Auch beim IV-Vertrag HeiTel zwischen dem Universitätsklinikum Heidelberg und der AOK Baden-Württemberg geht es um die telemedizinische Betreuung von Patienten mit Herzschwäche. Und auch hier werden über die Telefonleitung Werte wie Blutdruck, Puls und Körpergewicht automatisiert im telemedizinischen Zentrum dokumentiert. Weichen die Werte von den individuellen Grenzwerten ab, nimmt das medizinische Team mit dem betreuenden Hausarzt Kontakt auf. Mehr als 200 Praxen sind an dem Projekt beteiligt. Eine neue Studie soll jetzt klären, wie sich die medizinische Betreuung durch den Hausarzt, mit oder ohne Telemedizin, von der Betreuung durch die Fachambulanz unterscheidet. Dazu werden 30 Patienten durch den Hausarzt telemedizinisch betreut, 30 Patienten sind in herkömmlicher hausärztlicher Versorgung und 30 Patienten werden durch die Heidelberger Fachambulanz überwacht.
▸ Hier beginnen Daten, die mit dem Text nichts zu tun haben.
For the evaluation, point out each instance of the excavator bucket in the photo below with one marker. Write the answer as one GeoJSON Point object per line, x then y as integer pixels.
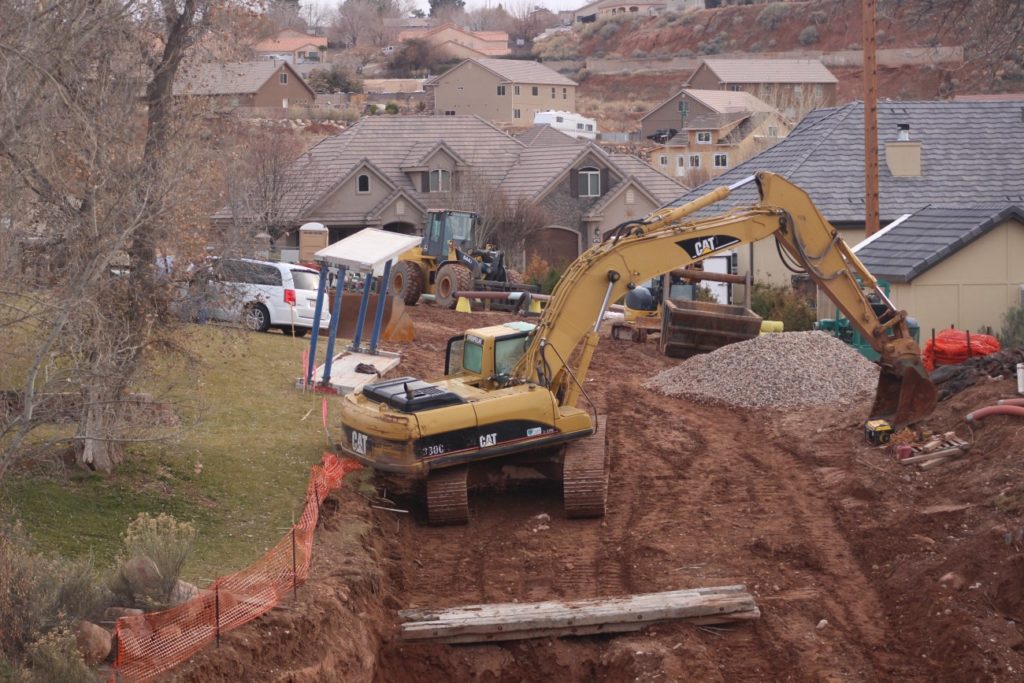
{"type": "Point", "coordinates": [904, 395]}
{"type": "Point", "coordinates": [397, 325]}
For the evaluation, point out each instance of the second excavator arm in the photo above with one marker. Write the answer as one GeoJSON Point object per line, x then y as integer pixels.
{"type": "Point", "coordinates": [563, 342]}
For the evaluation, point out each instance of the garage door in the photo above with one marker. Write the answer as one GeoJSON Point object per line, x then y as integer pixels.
{"type": "Point", "coordinates": [557, 246]}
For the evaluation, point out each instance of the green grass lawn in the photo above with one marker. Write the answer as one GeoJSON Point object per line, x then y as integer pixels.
{"type": "Point", "coordinates": [239, 470]}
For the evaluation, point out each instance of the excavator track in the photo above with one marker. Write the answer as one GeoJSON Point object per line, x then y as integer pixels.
{"type": "Point", "coordinates": [448, 497]}
{"type": "Point", "coordinates": [585, 475]}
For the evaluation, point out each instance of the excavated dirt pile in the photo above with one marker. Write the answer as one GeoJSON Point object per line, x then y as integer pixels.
{"type": "Point", "coordinates": [772, 371]}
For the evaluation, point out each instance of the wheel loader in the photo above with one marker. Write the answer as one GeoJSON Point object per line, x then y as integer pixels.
{"type": "Point", "coordinates": [449, 262]}
{"type": "Point", "coordinates": [509, 393]}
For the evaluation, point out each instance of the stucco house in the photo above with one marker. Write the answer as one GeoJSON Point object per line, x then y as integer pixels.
{"type": "Point", "coordinates": [509, 91]}
{"type": "Point", "coordinates": [958, 266]}
{"type": "Point", "coordinates": [792, 86]}
{"type": "Point", "coordinates": [265, 83]}
{"type": "Point", "coordinates": [460, 43]}
{"type": "Point", "coordinates": [955, 155]}
{"type": "Point", "coordinates": [715, 130]}
{"type": "Point", "coordinates": [294, 46]}
{"type": "Point", "coordinates": [387, 171]}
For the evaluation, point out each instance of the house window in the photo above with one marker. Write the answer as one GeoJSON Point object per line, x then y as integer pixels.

Waage mit Online-Anschluss
Da plötzliche Gewichtsschwankungen bei Herzinsuffizienz ein Alarmsignal sein können, erhalten Patienten bei Notwendigkeit eine Waage mit Modemanschluss, die ihr Gewicht automatisch an das Betreuungszentrum übermittelt. Im Falle eines gefährlichen Gewichtsanstieges kann so rechtzeitig gewarnt werden, bevor der Gesundheitszustand sich drastisch verschlechtert.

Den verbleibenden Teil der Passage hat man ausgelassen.